I have recently started documenting and digging further into my family history (10 convicts and counting).

Many of my ancestors came from England and so when I read that the Family Records Centre in Islington, north London was holding a free family history talk, I took the opportunity to go along to it.

After encountering the modern day Dick Turpin (in the form of Westminster parking inspectors), I found my way into the centre. – Tip 1: if you are going, either go by public transport or be prepared to pay £6.50 to park in the NCP parking centre near Bowling Green Alley.

So what does the centre hold? Basically, the ground floor contains shelves and shelves of big books listing births, deaths and marriages that have been registered in England and Wales from 1837. And loads of people pouring over them.

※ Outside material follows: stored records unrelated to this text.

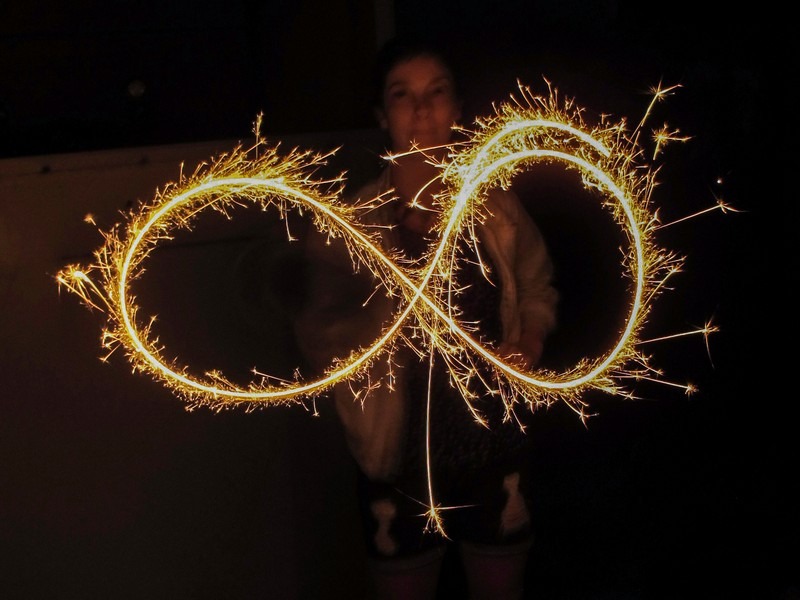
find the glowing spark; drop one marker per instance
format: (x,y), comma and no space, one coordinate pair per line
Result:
(527,130)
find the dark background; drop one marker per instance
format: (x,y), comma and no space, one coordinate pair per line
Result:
(108,488)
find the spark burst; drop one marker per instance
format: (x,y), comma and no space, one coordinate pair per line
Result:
(525,130)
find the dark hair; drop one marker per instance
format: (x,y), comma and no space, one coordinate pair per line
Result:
(401,49)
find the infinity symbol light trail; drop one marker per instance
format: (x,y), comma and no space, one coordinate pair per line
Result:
(521,132)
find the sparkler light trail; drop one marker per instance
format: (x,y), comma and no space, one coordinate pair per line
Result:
(522,131)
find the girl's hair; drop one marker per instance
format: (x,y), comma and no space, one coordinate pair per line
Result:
(401,49)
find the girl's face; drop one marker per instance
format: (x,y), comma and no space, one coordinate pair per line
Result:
(419,104)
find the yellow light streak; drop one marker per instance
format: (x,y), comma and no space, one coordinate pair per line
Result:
(523,131)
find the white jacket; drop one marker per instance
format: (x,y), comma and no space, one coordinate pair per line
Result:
(334,322)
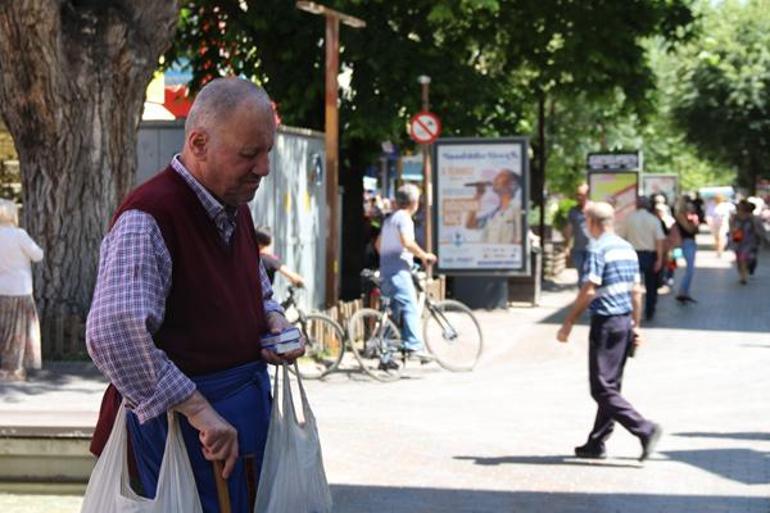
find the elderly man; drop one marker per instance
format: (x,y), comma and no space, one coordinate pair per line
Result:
(503,224)
(576,231)
(612,293)
(182,299)
(643,230)
(397,248)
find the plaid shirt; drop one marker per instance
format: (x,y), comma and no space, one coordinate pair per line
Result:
(129,302)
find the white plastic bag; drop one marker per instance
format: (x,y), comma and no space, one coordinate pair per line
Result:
(292,478)
(109,490)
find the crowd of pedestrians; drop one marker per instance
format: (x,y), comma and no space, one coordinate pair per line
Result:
(664,238)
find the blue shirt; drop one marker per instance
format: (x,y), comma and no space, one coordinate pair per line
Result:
(394,257)
(612,265)
(580,236)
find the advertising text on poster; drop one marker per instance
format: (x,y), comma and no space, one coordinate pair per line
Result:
(481,191)
(661,184)
(619,189)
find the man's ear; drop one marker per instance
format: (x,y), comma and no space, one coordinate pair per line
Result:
(198,142)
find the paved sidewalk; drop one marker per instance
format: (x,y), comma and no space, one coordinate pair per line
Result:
(500,439)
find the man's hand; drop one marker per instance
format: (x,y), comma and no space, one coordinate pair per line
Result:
(429,258)
(219,439)
(276,323)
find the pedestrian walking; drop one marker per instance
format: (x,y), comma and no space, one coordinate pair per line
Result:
(272,262)
(687,227)
(643,230)
(181,302)
(397,247)
(745,236)
(577,231)
(612,293)
(19,326)
(720,222)
(666,275)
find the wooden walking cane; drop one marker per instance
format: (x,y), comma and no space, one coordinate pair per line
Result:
(223,494)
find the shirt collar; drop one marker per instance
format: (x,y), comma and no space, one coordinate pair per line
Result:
(213,207)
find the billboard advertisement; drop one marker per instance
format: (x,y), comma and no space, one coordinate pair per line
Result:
(667,185)
(619,189)
(481,186)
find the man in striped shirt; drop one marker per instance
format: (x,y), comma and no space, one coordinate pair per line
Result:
(612,293)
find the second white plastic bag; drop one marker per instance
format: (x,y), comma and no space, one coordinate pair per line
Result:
(109,490)
(292,478)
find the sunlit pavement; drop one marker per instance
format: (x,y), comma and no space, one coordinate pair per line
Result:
(500,439)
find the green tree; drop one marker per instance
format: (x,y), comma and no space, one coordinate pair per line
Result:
(723,102)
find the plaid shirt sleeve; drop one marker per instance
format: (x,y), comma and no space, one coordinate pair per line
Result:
(128,307)
(271,305)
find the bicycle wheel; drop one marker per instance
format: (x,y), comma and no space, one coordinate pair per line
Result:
(375,342)
(324,345)
(453,335)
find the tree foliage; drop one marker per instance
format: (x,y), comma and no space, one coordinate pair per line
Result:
(723,99)
(488,59)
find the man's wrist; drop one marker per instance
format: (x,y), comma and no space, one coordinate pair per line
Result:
(193,405)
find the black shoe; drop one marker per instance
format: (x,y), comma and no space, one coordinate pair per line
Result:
(591,452)
(649,443)
(421,355)
(388,366)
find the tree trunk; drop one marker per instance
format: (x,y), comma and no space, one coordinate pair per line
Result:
(72,85)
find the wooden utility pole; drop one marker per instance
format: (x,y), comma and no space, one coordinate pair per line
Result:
(331,133)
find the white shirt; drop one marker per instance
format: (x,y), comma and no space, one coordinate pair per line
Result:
(17,252)
(642,230)
(394,256)
(503,226)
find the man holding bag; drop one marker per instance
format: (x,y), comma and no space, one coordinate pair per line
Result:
(612,293)
(182,299)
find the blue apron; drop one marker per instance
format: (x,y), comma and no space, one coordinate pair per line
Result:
(242,397)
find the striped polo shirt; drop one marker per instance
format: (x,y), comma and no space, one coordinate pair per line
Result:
(612,266)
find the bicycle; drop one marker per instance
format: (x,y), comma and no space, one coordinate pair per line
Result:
(324,340)
(451,334)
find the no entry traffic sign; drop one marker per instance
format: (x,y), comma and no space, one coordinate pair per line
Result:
(424,127)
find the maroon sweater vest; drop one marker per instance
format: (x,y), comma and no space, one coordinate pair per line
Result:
(214,313)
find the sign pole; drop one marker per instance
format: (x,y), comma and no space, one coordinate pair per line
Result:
(331,136)
(427,182)
(331,130)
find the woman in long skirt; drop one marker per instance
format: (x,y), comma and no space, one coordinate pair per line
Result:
(19,326)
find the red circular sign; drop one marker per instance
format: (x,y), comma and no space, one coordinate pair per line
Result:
(424,127)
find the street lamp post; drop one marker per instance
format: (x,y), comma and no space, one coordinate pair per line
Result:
(331,136)
(427,186)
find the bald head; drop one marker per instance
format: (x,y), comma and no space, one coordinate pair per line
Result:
(581,194)
(601,213)
(229,133)
(220,98)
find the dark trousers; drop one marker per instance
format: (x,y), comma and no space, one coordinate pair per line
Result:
(647,267)
(609,342)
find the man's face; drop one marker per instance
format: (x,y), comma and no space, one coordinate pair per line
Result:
(503,184)
(237,156)
(594,228)
(582,197)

And the first floor contains things like census records, held either in microfilm, microfiche or on computers. And loads of people peering into them.

Its a place where time has been documented yet also stands still. You can lose yourself for hours among all the records. Tip 2: before you go there, have a bit of an idea of what you are looking for and take some basic information with you. Great grandmother’s possible birth years, the names of the people who once lived in your house 100 years ago, whatever. This helps you to make the most of your visit, in my view.

I didn’t manage to find any specific records to help fill in the gaps in my family history, but I did eliminate some possibilities. I now know that poor Emily May, whose husband James Wall died when she was only 25 years old, didn’t die in the ten years that followed his death in 1904.

So I guess she got remarried – sigh, time to go back to the Family Records Centre again, when I have more information.